I’ve been thinking a lot lately about the idea of Indigenizing Curriculum.

-izing something, in my mind, assumes that at the basis of it all, we carry on doing things as we always have been – with the added bonus of weaving in the best parts of new ideas. Perhaps the work is too difficult, too emotional, too heavy, too…something.

(from https://bctf.ca/uploadedFiles/Public/AboriginalEducation/StatementOfPrinciples.pdf)

I am feeling hungry for considering the possibility of entirely disrupting what we’ve been doing, of blowing it up and starting as fresh as possible with the resources and capacities that we have. …would that be doing more honest justice to fixing a broken system?

And more importantly, if our intention is to have an education system that centers Indigenous ways of knowing and being…then perhaps it involves paying Indigenous people to guide everyone through this next journey. (That assumes, of course, that Indigenous folks would be interested in doing that deep work…that would then be taken up disproportionately by white settler educators who represent what got everyone into the mess in the first place…)

I guess I’ve been thinking about the why of Indigenizing Curriculum, of adding the 9th standard for BC Educators, of sprinkling First People’s Principles of Learning into our lesson plans.

(from the UVic Teachers’ Competency Guide, 2019) 

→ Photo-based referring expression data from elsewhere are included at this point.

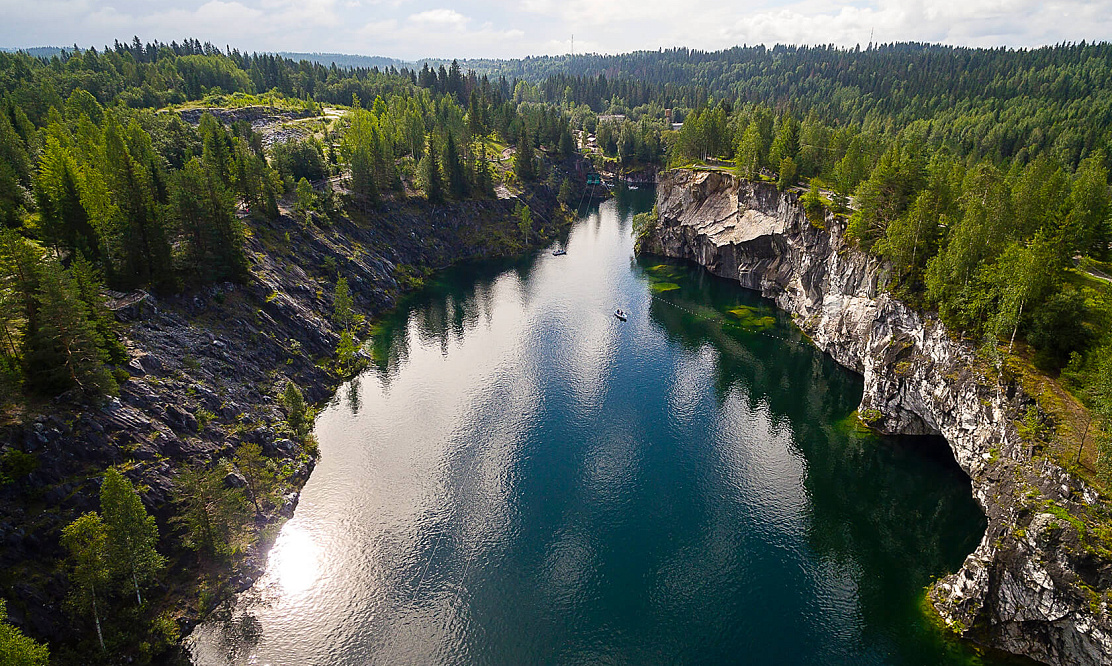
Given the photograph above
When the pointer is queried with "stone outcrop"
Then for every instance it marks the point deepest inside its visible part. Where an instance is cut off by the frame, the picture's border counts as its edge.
(1039, 583)
(204, 375)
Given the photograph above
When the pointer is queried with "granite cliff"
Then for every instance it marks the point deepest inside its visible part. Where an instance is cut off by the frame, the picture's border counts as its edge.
(1040, 583)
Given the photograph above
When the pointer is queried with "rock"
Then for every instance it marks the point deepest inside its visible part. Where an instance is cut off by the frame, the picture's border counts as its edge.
(1024, 594)
(234, 479)
(135, 367)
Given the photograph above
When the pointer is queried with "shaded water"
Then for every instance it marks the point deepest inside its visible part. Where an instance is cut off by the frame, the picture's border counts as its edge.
(525, 479)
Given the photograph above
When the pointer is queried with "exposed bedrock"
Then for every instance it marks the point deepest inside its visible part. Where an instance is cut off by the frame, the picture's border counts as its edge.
(1036, 585)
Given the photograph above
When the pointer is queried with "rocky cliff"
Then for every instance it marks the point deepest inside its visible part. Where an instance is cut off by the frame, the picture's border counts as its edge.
(1039, 583)
(205, 373)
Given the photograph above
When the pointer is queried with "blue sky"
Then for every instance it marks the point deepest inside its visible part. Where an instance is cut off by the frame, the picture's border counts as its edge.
(410, 29)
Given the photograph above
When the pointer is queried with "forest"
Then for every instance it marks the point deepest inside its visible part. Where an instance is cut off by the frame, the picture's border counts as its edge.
(981, 176)
(106, 190)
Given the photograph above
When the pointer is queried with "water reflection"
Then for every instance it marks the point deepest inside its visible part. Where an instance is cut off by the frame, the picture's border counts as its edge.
(295, 560)
(523, 478)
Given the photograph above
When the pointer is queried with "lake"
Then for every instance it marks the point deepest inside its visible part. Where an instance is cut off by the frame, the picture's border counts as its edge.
(523, 478)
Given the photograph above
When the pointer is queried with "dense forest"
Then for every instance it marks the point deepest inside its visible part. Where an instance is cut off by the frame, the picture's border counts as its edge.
(127, 170)
(981, 176)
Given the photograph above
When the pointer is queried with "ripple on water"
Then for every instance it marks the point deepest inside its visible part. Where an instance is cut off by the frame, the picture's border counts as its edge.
(525, 479)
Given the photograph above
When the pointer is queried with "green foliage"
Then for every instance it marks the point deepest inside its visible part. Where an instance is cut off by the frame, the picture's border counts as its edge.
(643, 226)
(788, 172)
(211, 514)
(86, 540)
(566, 191)
(63, 347)
(524, 216)
(432, 180)
(258, 471)
(813, 205)
(343, 305)
(306, 201)
(347, 351)
(298, 415)
(524, 167)
(299, 159)
(17, 649)
(131, 533)
(212, 248)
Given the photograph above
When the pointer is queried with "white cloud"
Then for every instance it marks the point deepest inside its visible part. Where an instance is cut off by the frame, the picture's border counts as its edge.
(440, 17)
(508, 28)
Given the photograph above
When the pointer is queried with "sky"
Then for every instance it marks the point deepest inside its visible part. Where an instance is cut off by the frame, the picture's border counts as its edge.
(411, 29)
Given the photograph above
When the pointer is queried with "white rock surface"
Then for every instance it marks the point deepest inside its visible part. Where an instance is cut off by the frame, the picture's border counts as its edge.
(1032, 586)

And just as importantly, I’ve been thinking about who benefits from us doing this work. Is it Indigenous Peoples? Is it settlers? Is it society as a whole?

I have no answers! Just questions! But I do know that I’m uncertain about the logic in taking something from peoples who have been endlessly taken from (but this time perhaps with permission) without easily knowing or accessing the answers to all of these questions.